Барсим не ослышался. Иногда — и довольно часто — он попросту не прислушивался к его указаниям. Выходит, сегодня он решил поступить по-своему.
— Ладно, Дрина. Можешь идти.
— Да возрадуется ваше величество, но я не могу уйти так скоро, — тихо ответила девушка. — Если я вас оставлю, вестиарий будет очень недоволен.
«Да кто здесь правит, Барсим или я?» Но Крисп не стал произносить этого вслух. Он правил империей, но во дворце слово вестиария было законом. Некоторые евнухи-постельничие пользовались близостью к императору для собственного возвышения и обогащения, не забывая и про своих родственников. Барсим, к чести его, никогда так не поступал, а Крисп, со своей стороны, уступал ему в том, что касалось чисто дворцовых дел.
Вот и сейчас он вышел из неловкого положения так, как сумел:
— Хорошо. Оставайся, если хочешь. И не обязательно рассказывать, что мы спали каждый на своей половине постели.
Дрина все еще выглядела встревоженной, но, как любая хорошая служанка, знала, до какого предела можно безопасно настаивать, общаясь с хозяином.
— Как скажете, ваше величество. — Она перебралась на дальний край постели. — Ложитесь, где я была, — я тут согрела.
— Зима еще не наступила, к тому же, клянусь благим богом, я пока что не инвалид, — ответил он, фыркнув, но все же стянул через голову одежду и накинул ее на стоящую у постели вешалку.
Потом разулся, задул лампу и забрался в постель. Его кожи нежно коснулись теплые шелковые простыни. Опустив голову на пуховую подушку, он ощутил слабый сладковатый запах, оставшийся после Дрины.
На мгновение он захотел ее, несмотря на усталость, но когда раскрыл рот, чтобы сказать об этом, получился лишь могучий зевок. Кажется, он успел извиниться перед девушкой, но заснул так быстро, что полной уверенности у него так и не осталось.

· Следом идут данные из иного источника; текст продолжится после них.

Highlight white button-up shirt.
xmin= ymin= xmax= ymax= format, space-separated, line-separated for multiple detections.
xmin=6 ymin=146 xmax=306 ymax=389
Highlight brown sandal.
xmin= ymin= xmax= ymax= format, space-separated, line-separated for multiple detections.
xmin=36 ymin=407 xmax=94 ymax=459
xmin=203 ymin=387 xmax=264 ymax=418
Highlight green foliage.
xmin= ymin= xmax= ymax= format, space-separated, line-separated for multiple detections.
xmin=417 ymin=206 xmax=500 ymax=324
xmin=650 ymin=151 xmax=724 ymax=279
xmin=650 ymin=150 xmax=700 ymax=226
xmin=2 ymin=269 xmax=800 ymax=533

Ночью он проснулся. С годами такие пробуждения становились все чаще. Через несколько секунд он вспомнил, что именно, мягкое и округлое прижимается к его боку. Дрина дышала ровно, легко и беззаботно, словно спящий ребенок. Крисп даже позавидовал ее безмятежности, потом улыбнулся, подумав, что в этом отчасти и его заслуга.

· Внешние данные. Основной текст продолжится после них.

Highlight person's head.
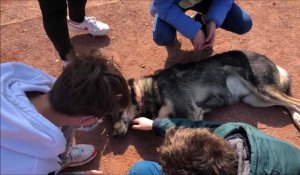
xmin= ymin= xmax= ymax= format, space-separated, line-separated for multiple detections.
xmin=49 ymin=51 xmax=130 ymax=117
xmin=159 ymin=128 xmax=238 ymax=175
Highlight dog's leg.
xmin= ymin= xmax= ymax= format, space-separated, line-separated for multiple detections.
xmin=242 ymin=94 xmax=276 ymax=107
xmin=157 ymin=100 xmax=174 ymax=118
xmin=288 ymin=108 xmax=300 ymax=130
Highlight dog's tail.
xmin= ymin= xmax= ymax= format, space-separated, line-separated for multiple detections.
xmin=259 ymin=86 xmax=300 ymax=130
xmin=259 ymin=85 xmax=300 ymax=109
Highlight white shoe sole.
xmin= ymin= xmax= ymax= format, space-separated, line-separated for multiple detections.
xmin=68 ymin=24 xmax=109 ymax=36
xmin=62 ymin=145 xmax=97 ymax=169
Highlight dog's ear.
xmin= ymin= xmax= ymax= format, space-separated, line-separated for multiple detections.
xmin=127 ymin=78 xmax=134 ymax=87
xmin=91 ymin=49 xmax=102 ymax=57
xmin=66 ymin=49 xmax=78 ymax=60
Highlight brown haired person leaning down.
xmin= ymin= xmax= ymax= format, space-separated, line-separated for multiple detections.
xmin=128 ymin=117 xmax=300 ymax=175
xmin=1 ymin=52 xmax=130 ymax=174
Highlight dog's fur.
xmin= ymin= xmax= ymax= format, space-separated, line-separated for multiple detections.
xmin=114 ymin=51 xmax=300 ymax=135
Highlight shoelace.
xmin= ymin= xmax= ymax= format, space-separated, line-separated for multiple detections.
xmin=67 ymin=147 xmax=83 ymax=162
xmin=85 ymin=16 xmax=99 ymax=31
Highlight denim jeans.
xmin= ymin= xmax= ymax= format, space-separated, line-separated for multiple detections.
xmin=38 ymin=0 xmax=87 ymax=60
xmin=128 ymin=161 xmax=164 ymax=175
xmin=153 ymin=1 xmax=252 ymax=45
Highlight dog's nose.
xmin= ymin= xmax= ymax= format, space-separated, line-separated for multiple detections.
xmin=112 ymin=130 xmax=127 ymax=137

Теперь он желал ее. Когда он, вытянув поверх плеча руку, накрыл ладонью ее грудь, она что-то сонно и счастливо пробормотала и перевернулась на спину.
Девушка даже до конца не проснулась, пока он ласкал ее, а потом и взял. Криспу такое доверие показалось странно трогательным, и он очень старался вести себя как можно нежнее.
Потом она быстро и крепко заснула. Крисп встал, использовал по назначению горшок и вновь улегся рядом с ней. Он тоже почти заснул, но тут в очередной раз задумался, не знает ли Барсим его лучше, чем он сам.